Господин фон Харденберг раздраженно оторвался от карт, внимательно оглядел Лессинга и его друзей и произнес:
— Как разбушевались эти язычники!
Аббат Иерузалем посмотрел на него с изумлением:
— Язычники?
Господин фон Харденберг понял свою оплошность, привстал и изобразил поклон:
— Разумеется, вы не в счет, ваша честь.
— Но, — возразил развеселившийся аббат, — я-то как раз и «бушевал» больше всех!..
Фридрих II высказал недавно в форме некоего открытого письма, написанного, впрочем, по-французски, свои суждения о немецком языке и литературе. Это сочинение, озаглавленное «De la littérature allemande»[14], аббат положил перед собой на стол и обратился к Лессингу:
— Если вы, уважаемый друг, не собираетесь воспользоваться своим преимущественным правом, то я не отказал бы себе в удовольствии ответить на это письмо. С нашим языком и нашей немецкой литературой король обошелся en canaille[15]. Все удостоилось такой низкой оценки, пусть не язвительной, но сочувственно презрительной, доброжелательно прохладной, — надеюсь, Вы меня понимаете.
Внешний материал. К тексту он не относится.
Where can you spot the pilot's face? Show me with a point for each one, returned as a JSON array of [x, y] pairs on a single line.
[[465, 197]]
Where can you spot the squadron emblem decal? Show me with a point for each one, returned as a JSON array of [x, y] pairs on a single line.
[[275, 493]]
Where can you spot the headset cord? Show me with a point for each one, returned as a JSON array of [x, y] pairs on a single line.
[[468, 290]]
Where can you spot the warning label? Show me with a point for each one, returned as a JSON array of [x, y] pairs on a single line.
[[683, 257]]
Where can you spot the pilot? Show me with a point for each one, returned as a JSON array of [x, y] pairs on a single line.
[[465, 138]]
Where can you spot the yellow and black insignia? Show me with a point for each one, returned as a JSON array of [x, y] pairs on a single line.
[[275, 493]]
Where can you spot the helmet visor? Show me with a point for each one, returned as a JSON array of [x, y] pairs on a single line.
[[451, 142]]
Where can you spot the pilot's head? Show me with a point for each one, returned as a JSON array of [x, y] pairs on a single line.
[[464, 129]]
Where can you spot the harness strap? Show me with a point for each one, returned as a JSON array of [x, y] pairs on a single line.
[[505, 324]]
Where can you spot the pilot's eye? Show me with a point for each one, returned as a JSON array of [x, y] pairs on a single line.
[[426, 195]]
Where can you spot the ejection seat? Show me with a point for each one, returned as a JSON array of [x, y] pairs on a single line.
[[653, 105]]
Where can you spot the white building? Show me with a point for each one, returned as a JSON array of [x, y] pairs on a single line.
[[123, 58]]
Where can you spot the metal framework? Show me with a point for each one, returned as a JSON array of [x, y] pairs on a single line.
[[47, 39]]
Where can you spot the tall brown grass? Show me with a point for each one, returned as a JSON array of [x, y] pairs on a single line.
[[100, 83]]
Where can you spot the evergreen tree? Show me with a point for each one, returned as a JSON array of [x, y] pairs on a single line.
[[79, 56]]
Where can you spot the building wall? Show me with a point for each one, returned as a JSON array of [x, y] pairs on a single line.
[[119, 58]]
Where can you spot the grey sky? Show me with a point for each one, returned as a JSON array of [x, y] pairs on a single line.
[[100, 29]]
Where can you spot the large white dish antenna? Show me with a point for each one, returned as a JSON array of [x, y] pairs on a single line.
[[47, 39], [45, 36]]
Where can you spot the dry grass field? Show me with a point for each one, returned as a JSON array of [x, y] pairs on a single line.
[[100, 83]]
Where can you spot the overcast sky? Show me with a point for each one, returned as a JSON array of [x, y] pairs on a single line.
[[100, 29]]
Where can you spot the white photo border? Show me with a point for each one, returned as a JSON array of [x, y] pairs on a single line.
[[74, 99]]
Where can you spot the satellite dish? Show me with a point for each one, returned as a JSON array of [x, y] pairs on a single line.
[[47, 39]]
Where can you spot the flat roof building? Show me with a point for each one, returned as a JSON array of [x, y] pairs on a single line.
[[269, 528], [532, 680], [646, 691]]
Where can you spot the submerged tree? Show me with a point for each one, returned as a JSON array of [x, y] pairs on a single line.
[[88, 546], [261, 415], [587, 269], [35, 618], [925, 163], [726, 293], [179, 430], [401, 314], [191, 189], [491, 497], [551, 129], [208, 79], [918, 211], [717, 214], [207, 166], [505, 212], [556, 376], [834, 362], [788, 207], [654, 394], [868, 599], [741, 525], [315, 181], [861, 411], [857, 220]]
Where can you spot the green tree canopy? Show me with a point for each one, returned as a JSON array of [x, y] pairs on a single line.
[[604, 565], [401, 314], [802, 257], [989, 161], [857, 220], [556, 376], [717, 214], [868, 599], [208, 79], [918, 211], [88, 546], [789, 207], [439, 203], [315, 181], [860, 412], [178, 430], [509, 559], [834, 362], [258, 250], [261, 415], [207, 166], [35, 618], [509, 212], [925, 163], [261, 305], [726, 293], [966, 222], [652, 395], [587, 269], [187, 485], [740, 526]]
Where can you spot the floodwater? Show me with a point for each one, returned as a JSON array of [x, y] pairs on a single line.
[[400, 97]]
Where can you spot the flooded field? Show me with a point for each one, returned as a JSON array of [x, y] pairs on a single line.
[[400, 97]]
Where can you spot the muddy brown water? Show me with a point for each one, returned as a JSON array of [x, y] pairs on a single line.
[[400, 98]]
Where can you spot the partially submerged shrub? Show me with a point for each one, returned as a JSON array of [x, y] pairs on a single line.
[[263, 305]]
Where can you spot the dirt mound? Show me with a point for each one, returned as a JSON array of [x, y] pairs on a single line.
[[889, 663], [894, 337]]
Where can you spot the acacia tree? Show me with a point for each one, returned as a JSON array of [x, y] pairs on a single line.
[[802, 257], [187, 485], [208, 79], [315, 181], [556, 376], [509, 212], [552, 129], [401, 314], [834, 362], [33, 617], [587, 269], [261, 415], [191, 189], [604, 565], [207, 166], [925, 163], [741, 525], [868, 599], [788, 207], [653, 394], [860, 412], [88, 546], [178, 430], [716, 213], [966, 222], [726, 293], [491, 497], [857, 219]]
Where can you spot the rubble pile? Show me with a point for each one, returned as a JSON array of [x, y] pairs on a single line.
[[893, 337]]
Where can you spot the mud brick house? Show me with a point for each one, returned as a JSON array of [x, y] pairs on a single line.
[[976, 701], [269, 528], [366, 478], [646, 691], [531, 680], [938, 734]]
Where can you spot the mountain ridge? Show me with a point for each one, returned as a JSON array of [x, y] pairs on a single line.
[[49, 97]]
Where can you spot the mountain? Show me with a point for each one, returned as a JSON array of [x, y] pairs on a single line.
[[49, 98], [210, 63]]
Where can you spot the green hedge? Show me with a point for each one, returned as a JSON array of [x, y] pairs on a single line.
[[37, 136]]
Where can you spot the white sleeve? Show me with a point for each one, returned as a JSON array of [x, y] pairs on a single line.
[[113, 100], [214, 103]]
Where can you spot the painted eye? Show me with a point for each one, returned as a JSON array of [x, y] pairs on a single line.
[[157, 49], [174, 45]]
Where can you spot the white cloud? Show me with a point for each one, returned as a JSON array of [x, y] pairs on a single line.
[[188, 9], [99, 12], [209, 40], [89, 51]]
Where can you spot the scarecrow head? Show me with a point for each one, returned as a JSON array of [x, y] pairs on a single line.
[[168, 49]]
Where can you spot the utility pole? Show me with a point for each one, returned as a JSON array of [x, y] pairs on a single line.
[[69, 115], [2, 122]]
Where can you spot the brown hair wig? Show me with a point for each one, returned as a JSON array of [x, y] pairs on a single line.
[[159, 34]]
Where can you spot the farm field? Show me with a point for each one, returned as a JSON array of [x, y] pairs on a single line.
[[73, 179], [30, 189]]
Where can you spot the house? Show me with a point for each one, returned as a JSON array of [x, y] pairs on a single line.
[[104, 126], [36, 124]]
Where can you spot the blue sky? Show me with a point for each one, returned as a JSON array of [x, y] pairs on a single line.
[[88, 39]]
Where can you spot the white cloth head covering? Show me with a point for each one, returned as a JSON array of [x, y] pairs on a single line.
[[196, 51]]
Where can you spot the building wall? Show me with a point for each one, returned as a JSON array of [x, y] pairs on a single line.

Я считаю, что это нельзя оставить без ответа.
— Как раз сейчас я совершенно не расположен вступать в полемику, — поспешно произнес Лессинг.
Аббат озабоченно взглянул на него:
— Вы не заболели, уважаемый друг?
Затем он раскрыл сочинение короля и стал переводить наиболее примечательные места, ибо не знал, понимают ли люди вроде Крулля или Хеннеберга по-французски.
Поскольку суждения прусского короля, однако, слишком часто и слишком явно расходились с суждениями присутствующих, то чтение сопровождалось поначалу робким, но постепенно все усиливающимся смехом, приведшим господина фон Харденберга в бешенство.